J'avais beau m'être foutu à l'arrière pour ne pas me faire emmerder par la populace et les chiards en poussette, qu'une grosse femme se planta devant moi et me fit signe pour que je lui laisse de la place. D'un air d'autoroute je la mira des pieds à la tête et m'écarta légèrement. Une fois assise, madame prit ses aises et me colla presque contre la vitre. Dans mon crâne battait encore plus fort : « Chica Chica Vamp... Chica Chica Vampiro ! ».


Je me surpris alors à fermer ma gueule en me déportant sur le côté. J'acceptais la grosse dame dans mon espace vital, ce qui m’accaparait presque autant que la douce musique. Et vint l'odeur... Tel le vieux camembert oublié à la fenêtre depuis six mois, un violent flux nauséeux m'agressa par la droite, si bien que je dus faire un effort surhumain pour penser à autre chose. Comme seule autre pensée me vint inévitablement Chica Vampiro...


Je devais y penser, je devais écrire une critique, disséquer la série en toute objectivité ou bien seulement la tourner en dérision à l'aide de bons mots. Je me concentra en fermant les yeux (et les narines) et me retrouva, voyageant dans mes souvenirs comme devant un livre ouvert, dans un autre espace. Je me revis, zappant minablement une après-midi où l'un de mes profs avait décidé de ne pas se pointer (pour cause de train en retard. Encore une histoire sentant bon la fumisterie si vous voulez mon avis). Les infos tournaient, dix, quinze minutes...aucun intérêt. Et je la vis !


Je la vis, entre deux chaînes trollant son spectateur d'un téléfilm médiocre, je la vis Elle. J'entendais sa voix dans ma tête. Elle m'a demandé mon nom, je n'ai pas répondu. Elle m'a brutalisé...
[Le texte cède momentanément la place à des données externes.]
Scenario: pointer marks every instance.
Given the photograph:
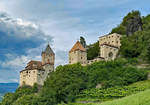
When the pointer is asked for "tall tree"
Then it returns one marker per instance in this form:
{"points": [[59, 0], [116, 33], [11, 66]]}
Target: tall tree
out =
{"points": [[132, 22]]}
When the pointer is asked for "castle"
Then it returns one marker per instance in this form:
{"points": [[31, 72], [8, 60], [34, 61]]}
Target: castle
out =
{"points": [[109, 47], [37, 71]]}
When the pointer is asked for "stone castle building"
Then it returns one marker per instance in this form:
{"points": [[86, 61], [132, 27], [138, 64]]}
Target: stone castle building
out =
{"points": [[78, 54], [37, 71], [109, 47]]}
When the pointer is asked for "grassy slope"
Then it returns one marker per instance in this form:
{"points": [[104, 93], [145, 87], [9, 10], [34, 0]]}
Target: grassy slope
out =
{"points": [[142, 98]]}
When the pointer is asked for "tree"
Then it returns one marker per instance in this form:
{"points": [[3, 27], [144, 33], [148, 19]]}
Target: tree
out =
{"points": [[83, 42], [132, 22]]}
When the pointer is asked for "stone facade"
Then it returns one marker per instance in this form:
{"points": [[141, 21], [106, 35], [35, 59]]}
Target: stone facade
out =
{"points": [[109, 48], [37, 71], [78, 54]]}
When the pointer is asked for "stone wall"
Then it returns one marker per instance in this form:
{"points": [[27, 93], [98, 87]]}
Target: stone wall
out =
{"points": [[112, 39], [78, 56], [28, 77], [109, 46]]}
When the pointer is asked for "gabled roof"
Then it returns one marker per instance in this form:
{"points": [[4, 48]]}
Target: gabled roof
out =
{"points": [[48, 50], [77, 46], [34, 65]]}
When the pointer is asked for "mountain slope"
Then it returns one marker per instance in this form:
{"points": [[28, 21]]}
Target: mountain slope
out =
{"points": [[7, 87], [142, 98]]}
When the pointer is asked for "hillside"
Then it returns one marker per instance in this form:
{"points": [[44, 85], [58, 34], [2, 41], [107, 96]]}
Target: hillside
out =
{"points": [[7, 87], [142, 98], [100, 81]]}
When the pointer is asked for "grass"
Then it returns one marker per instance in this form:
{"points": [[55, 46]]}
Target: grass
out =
{"points": [[136, 92], [142, 98], [94, 95]]}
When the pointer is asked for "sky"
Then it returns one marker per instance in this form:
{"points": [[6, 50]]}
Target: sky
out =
{"points": [[27, 26]]}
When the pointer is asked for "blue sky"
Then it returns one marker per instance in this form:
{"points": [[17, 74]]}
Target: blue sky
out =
{"points": [[26, 26]]}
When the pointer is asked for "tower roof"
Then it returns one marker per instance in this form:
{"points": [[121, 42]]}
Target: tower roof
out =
{"points": [[48, 50], [77, 46]]}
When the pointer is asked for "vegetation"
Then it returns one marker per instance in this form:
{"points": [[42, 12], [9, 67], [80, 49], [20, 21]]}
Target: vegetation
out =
{"points": [[130, 24], [142, 98], [71, 82], [65, 84], [93, 50], [112, 93]]}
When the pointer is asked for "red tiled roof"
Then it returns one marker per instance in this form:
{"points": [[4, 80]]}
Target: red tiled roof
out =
{"points": [[77, 46], [109, 45], [34, 65]]}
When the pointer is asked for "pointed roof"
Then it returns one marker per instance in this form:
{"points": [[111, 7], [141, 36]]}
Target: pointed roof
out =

J'ai ris. Qu'est-ce que j'ai ris. Un rire franc de baleineau, le truc distingué, quoi. C'était fantastique ! Jamais je n'avais cru tomber sur un jeu d'acteur plus mauvais, plus faux que le doublage ne faisait que démultiplier. Et il y avait cette histoire de vampire absolument navrante.


Je vous refais la scène : un gamin, seul dans sa chambre, l'air faussement méditatif attend d'évacuer sa pétoche en balançant ses lignes de texte. On frappe à la porte, sa mère entre, le gosse prend peur. Bien qu'il ne se touchait pas le cigare à moustache, l'enfant semble horrifié de voir sa mère, si bien qu'il s'empare d'un crucifix et le dirige sur elle. La mère recule, blessé par l'aspect religieux de la chose (même le bidule est fait maison. Pratique de craindre toutes les croix... Faut pas poser du carrelage au sol). Le fils se met à brailler de la charmante voix de Naruto, prétextant qu'il ne veut pas vivre dans une famille de vampires, qu'il ne veut pas se faire bouffer etc. Certes. Enfin ça reste tes parents couillon, fallait peut-être se rendre compte avant, surtout quand tu sais qu'ils dorment toutes les nuits dans un cercueil...
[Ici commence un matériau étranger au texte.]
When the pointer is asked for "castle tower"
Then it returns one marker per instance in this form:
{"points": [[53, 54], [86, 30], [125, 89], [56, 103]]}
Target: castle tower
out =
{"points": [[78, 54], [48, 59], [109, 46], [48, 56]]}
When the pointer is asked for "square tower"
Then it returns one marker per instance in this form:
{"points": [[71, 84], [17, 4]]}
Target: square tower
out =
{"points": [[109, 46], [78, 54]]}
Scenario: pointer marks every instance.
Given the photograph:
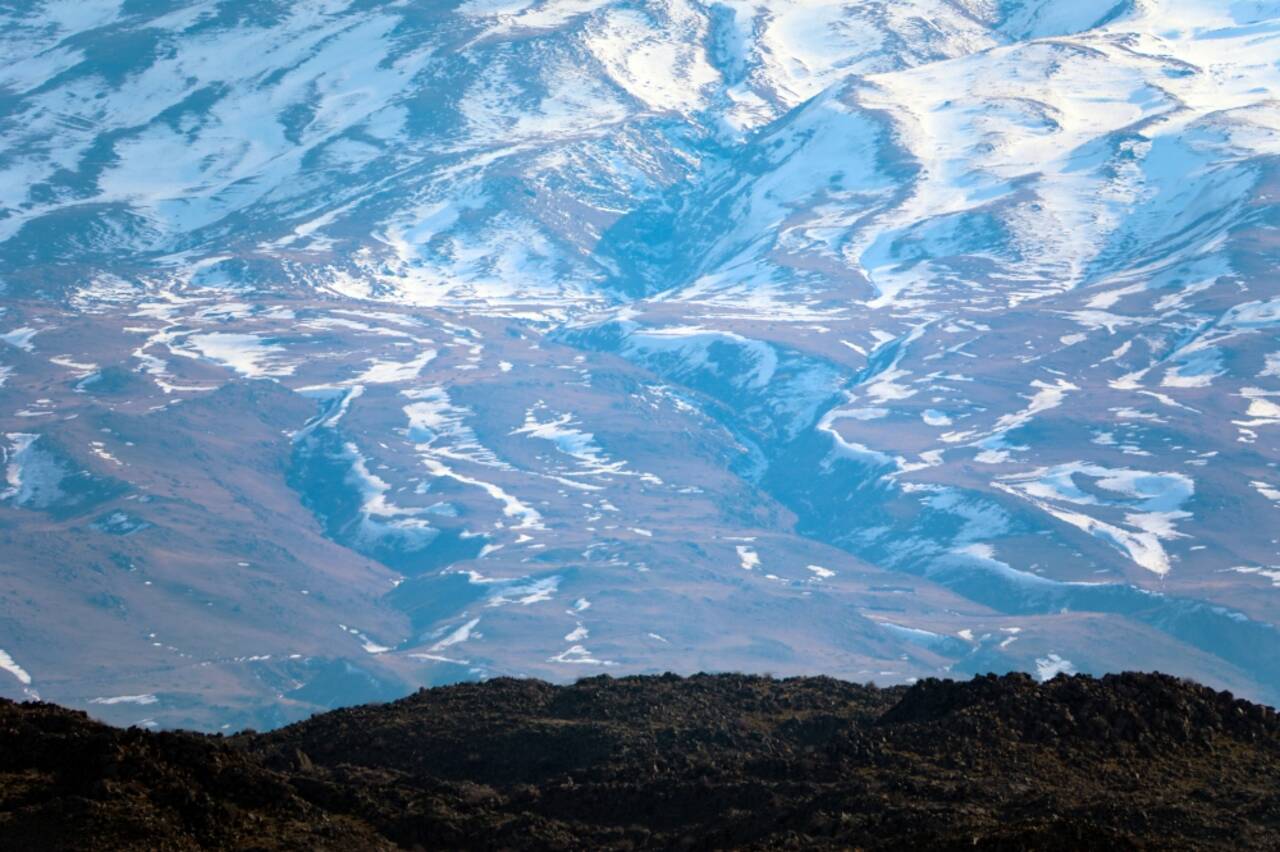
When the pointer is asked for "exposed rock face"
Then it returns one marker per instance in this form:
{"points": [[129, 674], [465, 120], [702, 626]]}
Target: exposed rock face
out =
{"points": [[711, 761]]}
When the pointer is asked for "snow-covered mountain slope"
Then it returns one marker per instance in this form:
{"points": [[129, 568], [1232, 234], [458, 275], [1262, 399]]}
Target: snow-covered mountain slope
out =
{"points": [[355, 346]]}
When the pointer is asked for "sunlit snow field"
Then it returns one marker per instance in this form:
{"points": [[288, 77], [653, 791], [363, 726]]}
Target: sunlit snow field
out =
{"points": [[351, 347]]}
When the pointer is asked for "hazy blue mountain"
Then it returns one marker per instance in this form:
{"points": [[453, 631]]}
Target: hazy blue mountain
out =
{"points": [[353, 346]]}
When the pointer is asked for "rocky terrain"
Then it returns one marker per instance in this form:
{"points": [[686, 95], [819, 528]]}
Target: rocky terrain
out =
{"points": [[1129, 761], [352, 347]]}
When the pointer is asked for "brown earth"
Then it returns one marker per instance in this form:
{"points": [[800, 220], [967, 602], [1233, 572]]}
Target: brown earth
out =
{"points": [[1132, 761]]}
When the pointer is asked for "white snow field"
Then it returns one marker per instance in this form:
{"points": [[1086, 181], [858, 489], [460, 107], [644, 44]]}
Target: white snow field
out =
{"points": [[873, 338]]}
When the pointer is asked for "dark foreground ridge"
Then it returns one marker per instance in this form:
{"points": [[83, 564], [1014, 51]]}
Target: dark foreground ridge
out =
{"points": [[1130, 761]]}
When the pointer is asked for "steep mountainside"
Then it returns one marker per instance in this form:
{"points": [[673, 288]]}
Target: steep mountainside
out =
{"points": [[352, 347], [1125, 763]]}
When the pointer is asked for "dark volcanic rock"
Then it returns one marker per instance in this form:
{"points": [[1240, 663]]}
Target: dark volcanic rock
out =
{"points": [[1138, 761]]}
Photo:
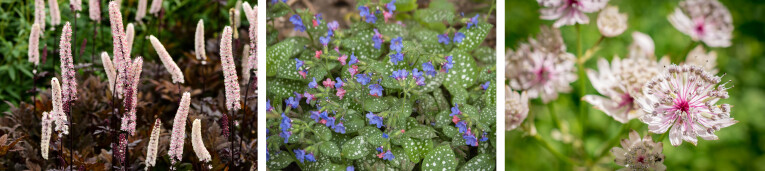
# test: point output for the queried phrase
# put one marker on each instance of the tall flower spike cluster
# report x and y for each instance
(151, 151)
(179, 129)
(683, 100)
(94, 9)
(639, 153)
(170, 65)
(542, 67)
(704, 20)
(34, 43)
(197, 143)
(68, 81)
(569, 12)
(55, 14)
(229, 71)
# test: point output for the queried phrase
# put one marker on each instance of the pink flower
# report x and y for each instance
(569, 12)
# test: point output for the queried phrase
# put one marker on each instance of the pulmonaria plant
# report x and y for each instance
(387, 91)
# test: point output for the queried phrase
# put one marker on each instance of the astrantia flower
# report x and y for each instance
(569, 12)
(684, 98)
(704, 20)
(639, 153)
(516, 108)
(611, 23)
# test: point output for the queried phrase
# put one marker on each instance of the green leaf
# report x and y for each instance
(355, 148)
(440, 158)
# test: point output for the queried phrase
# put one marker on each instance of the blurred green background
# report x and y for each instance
(741, 146)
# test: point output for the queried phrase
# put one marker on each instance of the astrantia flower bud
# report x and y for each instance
(684, 98)
(179, 129)
(196, 142)
(170, 65)
(229, 71)
(151, 151)
(611, 23)
(639, 154)
(34, 42)
(516, 108)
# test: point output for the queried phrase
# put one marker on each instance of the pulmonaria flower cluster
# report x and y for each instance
(639, 153)
(683, 99)
(708, 21)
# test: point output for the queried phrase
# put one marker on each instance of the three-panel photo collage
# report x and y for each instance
(368, 85)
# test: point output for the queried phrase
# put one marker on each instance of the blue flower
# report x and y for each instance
(295, 19)
(310, 157)
(458, 37)
(443, 38)
(375, 120)
(455, 110)
(400, 74)
(292, 102)
(299, 154)
(363, 79)
(396, 44)
(388, 156)
(428, 68)
(449, 64)
(353, 60)
(339, 128)
(395, 58)
(312, 84)
(298, 64)
(375, 90)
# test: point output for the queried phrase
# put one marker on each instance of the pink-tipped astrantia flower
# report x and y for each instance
(179, 129)
(68, 82)
(704, 20)
(516, 108)
(229, 71)
(639, 153)
(170, 65)
(683, 100)
(569, 12)
(34, 43)
(197, 143)
(620, 83)
(151, 150)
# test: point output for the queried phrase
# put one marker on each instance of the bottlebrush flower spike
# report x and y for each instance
(156, 5)
(40, 13)
(68, 81)
(109, 68)
(55, 14)
(179, 129)
(151, 151)
(131, 96)
(229, 71)
(141, 11)
(34, 43)
(45, 141)
(684, 98)
(170, 65)
(94, 7)
(196, 142)
(57, 114)
(199, 42)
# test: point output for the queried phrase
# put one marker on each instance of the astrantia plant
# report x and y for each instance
(398, 87)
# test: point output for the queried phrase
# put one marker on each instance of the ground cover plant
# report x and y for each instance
(394, 85)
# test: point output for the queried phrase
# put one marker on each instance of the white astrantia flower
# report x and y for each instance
(611, 23)
(708, 21)
(569, 12)
(516, 108)
(639, 153)
(683, 99)
(197, 143)
(699, 56)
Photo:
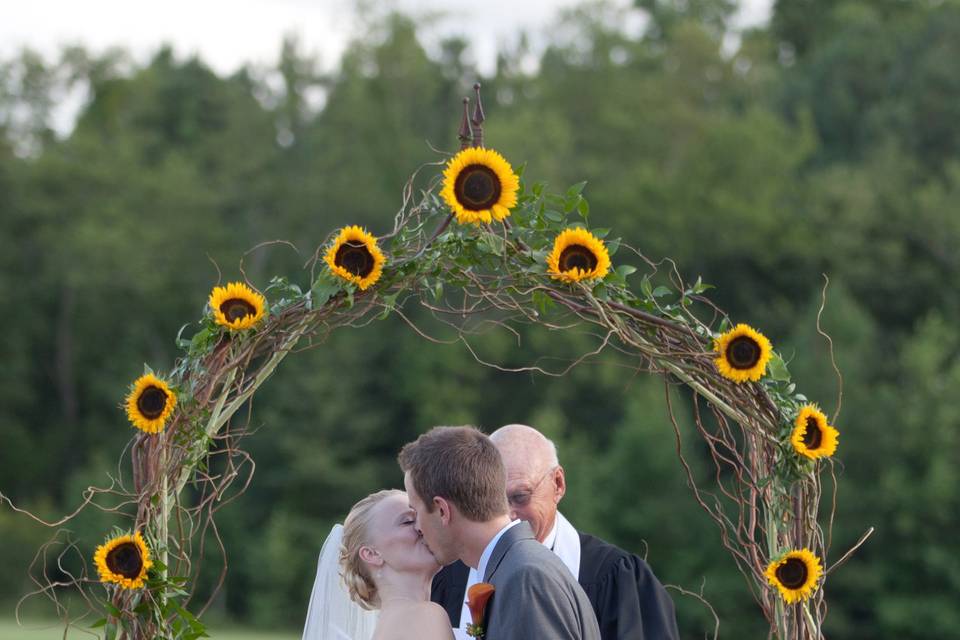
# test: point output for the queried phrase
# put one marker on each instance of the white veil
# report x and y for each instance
(332, 615)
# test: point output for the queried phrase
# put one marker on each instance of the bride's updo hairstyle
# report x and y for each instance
(356, 533)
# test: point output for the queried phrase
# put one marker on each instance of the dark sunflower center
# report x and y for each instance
(151, 402)
(237, 309)
(355, 257)
(793, 573)
(813, 435)
(743, 352)
(477, 187)
(125, 560)
(577, 256)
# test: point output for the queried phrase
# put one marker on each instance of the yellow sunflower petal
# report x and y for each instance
(123, 560)
(479, 185)
(795, 575)
(355, 257)
(742, 354)
(578, 255)
(150, 403)
(237, 306)
(812, 437)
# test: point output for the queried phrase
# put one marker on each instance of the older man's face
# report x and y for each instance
(533, 493)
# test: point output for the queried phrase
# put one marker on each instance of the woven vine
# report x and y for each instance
(518, 257)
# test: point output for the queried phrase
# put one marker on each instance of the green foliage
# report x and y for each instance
(757, 171)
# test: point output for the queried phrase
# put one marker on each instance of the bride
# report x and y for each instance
(386, 568)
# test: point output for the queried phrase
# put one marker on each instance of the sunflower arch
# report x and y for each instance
(511, 249)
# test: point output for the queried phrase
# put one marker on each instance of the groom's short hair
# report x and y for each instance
(460, 464)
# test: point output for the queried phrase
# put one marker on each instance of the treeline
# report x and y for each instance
(825, 143)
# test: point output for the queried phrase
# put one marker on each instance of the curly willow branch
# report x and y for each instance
(469, 278)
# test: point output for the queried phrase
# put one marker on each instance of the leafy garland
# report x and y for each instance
(529, 256)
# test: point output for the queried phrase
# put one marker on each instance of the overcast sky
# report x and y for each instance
(228, 33)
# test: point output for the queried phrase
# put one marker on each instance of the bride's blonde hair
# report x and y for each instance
(355, 572)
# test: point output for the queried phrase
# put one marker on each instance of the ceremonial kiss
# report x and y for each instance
(476, 547)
Je continuais de zapper pensant avoir trouvé mon maître en matière de comédie de l'absurde mais préférais tout de même l'oublier. Trois minutes s'écoulèrent et j'y revins, n'ayant pas eu ma dose. Cette fois-ci, maman vampire et papa vampire avaient le visage bien inquiet sous leurs maquillages grotesques. Près d'eux, leur fille, notre héroïne au timbre appelant au meurtre, était vraiment très colère. Au cours de la nuit l'adolescente a perçu en elle un changement. Pensant immédiatement aux règles, mon doigt navigua sur la zappette mais il en alla autrement. Il était question des oreilles de la donzelle, devenues sylvaines au matin. Ça criait, fustigeait dans tous les sens. C'en était trop, j’éteignis le poste et passa à autre chose.


Voyez-vous Chica Vampiro n'est pas simplement une très mauvaise série, c'est une purge scénaristique. On a beau tomber sur n'importe quel épisode, n'importe quelle scène (parce qui oui je suis retombé dessus par la suite, faute encore à ma chère sœur s'étant elle aussi coltiné un épisode par hasard), le constat est toujours le même : effarant. Et pourtant j'en ai vu/subit à la pelle des séries mignonnettes pour gamines au cours de ma vie. Faut croire que la magie de la connerie opère encore et toujours.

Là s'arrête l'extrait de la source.